Axel Vervoordt Gallery is proud to present Bae Bien-U’s first solo exhibition in Hong Kong 分合 - PART:MEET in which he will show new works from the Sonamu - Pine Tree series.
From the very beginning of his career as a photographer, the forest in the mountains of Gyeongju, where pine trees surround the royal tombs, has been Bae’s preferred subject. Pines carry a long tradition in Korean culture. The energy of life is believed to pass through them. They mediate between heaven and earth and are important in many rituals of life and death.
The ritual of coming and going, of man’s short “encounter” with and in life and nature, is expressed in the exhibition’s Chinese title 分合 (fēnhé). This phrase refers to a paradoxical meeting. It contains the signs for both separation (分fēn) and incorporation (合hé). An encounter always implies a parting; a presence holds an absence and the visible, what is unseen. (Human) nature is never fixed but always unstable and transforming between counterparts. Beautifully opposing forces are its drive. For Bae the pine tree forest is a metaphor for human society in which different forces continuously interact.
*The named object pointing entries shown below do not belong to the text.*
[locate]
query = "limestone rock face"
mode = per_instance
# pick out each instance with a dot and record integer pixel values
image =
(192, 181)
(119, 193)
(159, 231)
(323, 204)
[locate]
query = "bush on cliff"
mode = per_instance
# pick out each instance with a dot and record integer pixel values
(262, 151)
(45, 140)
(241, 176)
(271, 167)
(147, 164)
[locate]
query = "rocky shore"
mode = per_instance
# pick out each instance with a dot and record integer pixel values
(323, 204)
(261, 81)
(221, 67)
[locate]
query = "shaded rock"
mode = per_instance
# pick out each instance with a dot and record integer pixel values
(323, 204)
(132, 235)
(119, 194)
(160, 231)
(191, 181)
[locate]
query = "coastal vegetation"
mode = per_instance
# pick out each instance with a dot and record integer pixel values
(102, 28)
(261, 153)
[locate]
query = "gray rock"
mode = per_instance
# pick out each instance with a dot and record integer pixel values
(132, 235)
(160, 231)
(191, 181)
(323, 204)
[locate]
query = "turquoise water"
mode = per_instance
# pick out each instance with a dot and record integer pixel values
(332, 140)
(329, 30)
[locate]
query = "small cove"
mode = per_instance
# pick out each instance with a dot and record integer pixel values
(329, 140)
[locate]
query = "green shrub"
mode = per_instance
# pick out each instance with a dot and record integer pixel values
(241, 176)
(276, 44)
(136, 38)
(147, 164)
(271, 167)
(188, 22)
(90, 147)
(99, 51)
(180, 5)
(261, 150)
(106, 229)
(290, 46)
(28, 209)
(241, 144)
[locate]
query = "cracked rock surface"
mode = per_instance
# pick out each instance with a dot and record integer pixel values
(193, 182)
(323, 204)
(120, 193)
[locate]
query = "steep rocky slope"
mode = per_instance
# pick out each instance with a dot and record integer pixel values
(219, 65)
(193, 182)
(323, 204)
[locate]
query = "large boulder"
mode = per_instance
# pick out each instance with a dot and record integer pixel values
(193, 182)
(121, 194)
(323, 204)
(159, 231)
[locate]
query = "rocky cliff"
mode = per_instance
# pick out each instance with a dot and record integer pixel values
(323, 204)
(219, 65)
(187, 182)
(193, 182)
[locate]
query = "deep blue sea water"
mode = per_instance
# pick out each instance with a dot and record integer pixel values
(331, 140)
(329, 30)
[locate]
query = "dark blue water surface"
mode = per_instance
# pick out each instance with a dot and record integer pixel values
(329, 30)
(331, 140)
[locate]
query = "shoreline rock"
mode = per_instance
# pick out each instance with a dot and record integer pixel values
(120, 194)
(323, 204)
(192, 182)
When Bae Bien-U presses the shutter, he captures this invisible process in a split second and condenses it into a photograph. The pine trees are caught in their true “here- and-now-ness”, they do not have a past nor a future but are most of all present in a space that transcends the physicality of real life’s paradoxical forces.
Baes’s ideas are enforced by the proportions of the photographs’ frame. For the first time since the 1980s, he decided to again use 6 by 6 negatives with a 1:1 ratio, instead of the panoramic 6 by 12 negatives. His choice for the 1:1 ratio is inspired by the deeper meaning it holds. 1:1 symbolizes a mystic experience, an opening in life to holiness. In many different cultures this ratio is symbol of (en)light(ment).
Bae’s photographs extend beyond their frames. They are openings. The viewer is invited to step into them, wander through the forest and encounter the equilibrium of nature in boundless transformation.
“According to the German philosopher Immanuel Kant, there is no objective property of a thing that makes it beautiful. However, all living creatures come into existence with perfect balance. Such balance creates proportion and may reach its peak as the golden ratio, fractal or Fibonacci sequence. Yet, as prototypes of beauty, such as animal, plant and nature, grow and develop, this balance could be broken. When the beauty of proportion is maintained amidst such destruction, one can call it an exceptional beauty. Like the beauty of trees, its’ balance transforms as it grows, due to the light, wind, and environment. However, only the body of the tree changes while the original balance of the leaf remains intact. Such balance exists hidden in the roots of the tree and spirit of men.”
(Bae Bien-U)
BAE BIEN, U
Bae was born in Yeosu, Jeollanam-do in 1950, and graduated from Hongik University’s College of Arts in 1974 and the graduate school of the same university in 1976. Renowned as a professional photographer with themes especially concentrated on pine trees, he has become a representative photographer with the reputation of capturing the characteristic sentiments of Korea including the pine trees, oceans and mountains with his camera rather than a brush.
Former South Korean president Lee Myung-bak gave a collection of Bae’s pine tree photographs to U.S. president Barack Obama during a summit held in Washington. He served as professor of the Department of Photography at the Seoul Institute of the Arts.




Boris Vervoordt created the Axel Vervoordt Gallery in 2011. The gallery opened in a historic space in the centre of Antwerp with an exhibition by Günther Uecker. Boris chose to open the gallery in the same exact place where his father had mounted exhibitions for Uecker and Jef Verheyen in the 1970s. The first exhibition—and those that followed—linked this new start to the company’s long history with art and its original home in the Vlaeykensgang. This continued a path of more than 40 years of working closely with artists.